The contestation revolves around Land parcel No.KISUMU MUNICIPALITY/BOLCK 4/362 (Suit land hereafter) said to have been allocated to the plaintiff together with another parcel L.R. NO.KISUMU MUNICIPALITY/BLOCK 4/361. The defendant is said to have allocated the parcels.
Before the allocation, the suit land was alienated government land and the 4th defendant had the statutory mandate to let, sell, alienate, allow or refuse occupation of all government land. The allocation to plaintiff was done on 1/3/1999. That was done after payment by the plaintiff of the requisite fees said to amount to Kshs.12,020. The plaintiff then went into possession and fenced the land. The plaintiff is a school and it said the suit land has all along been used as playing ground for its pupils.

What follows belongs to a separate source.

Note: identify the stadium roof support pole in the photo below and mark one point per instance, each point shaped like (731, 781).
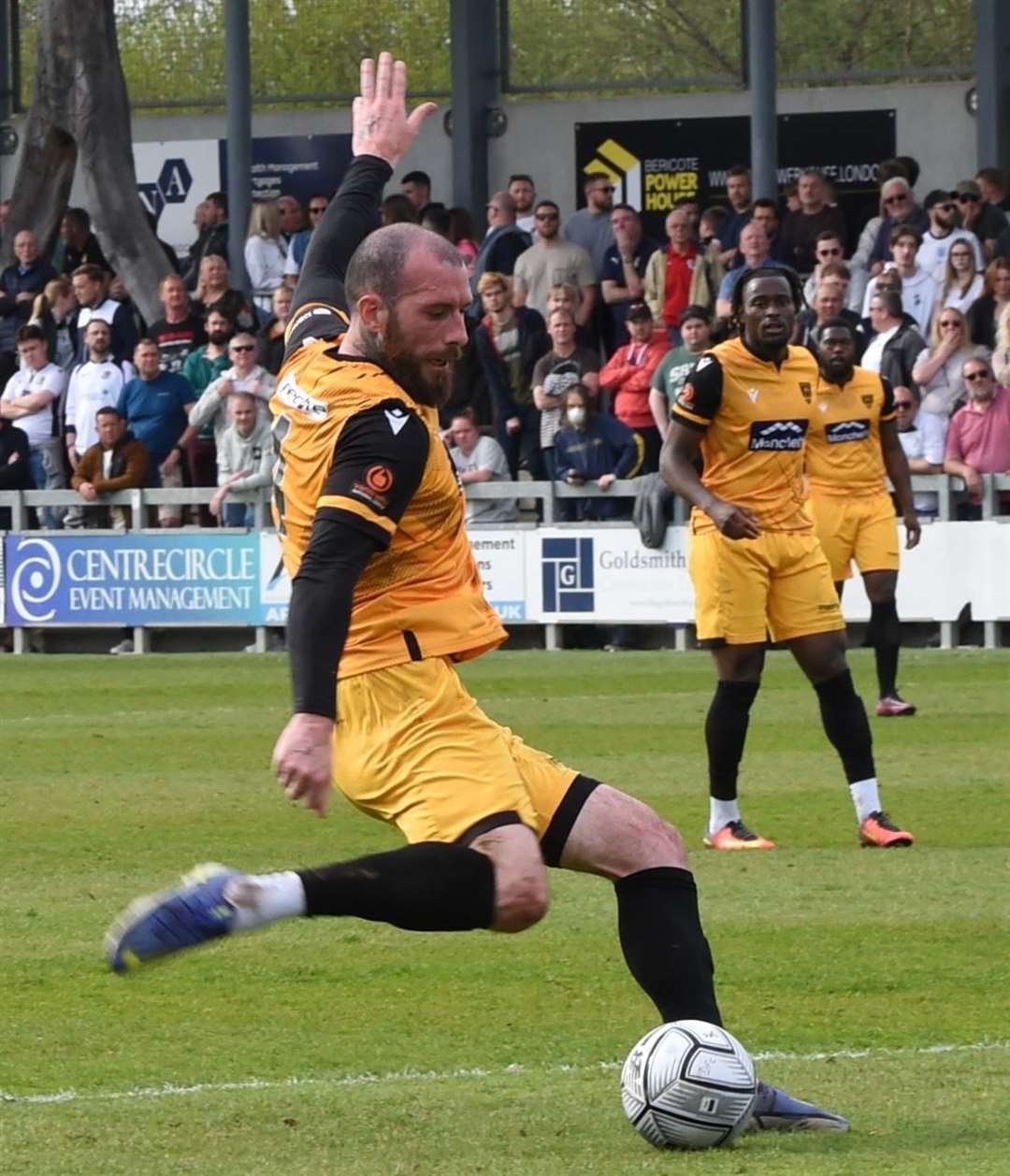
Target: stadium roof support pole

But things took a strange turn on 28/12/2009. The 1st defendant went to the school and stated that the suit land belonged to him. The following day, the 1st defendant descended on the suit land with some people and pulled down the school fence. Then some measurements were taken in apparent preparation to start construction.
The plaintiff then decided to find out why this was happening. It discovered that the 4th and 5th defendants had secretly allocated the land to the 1st defendant.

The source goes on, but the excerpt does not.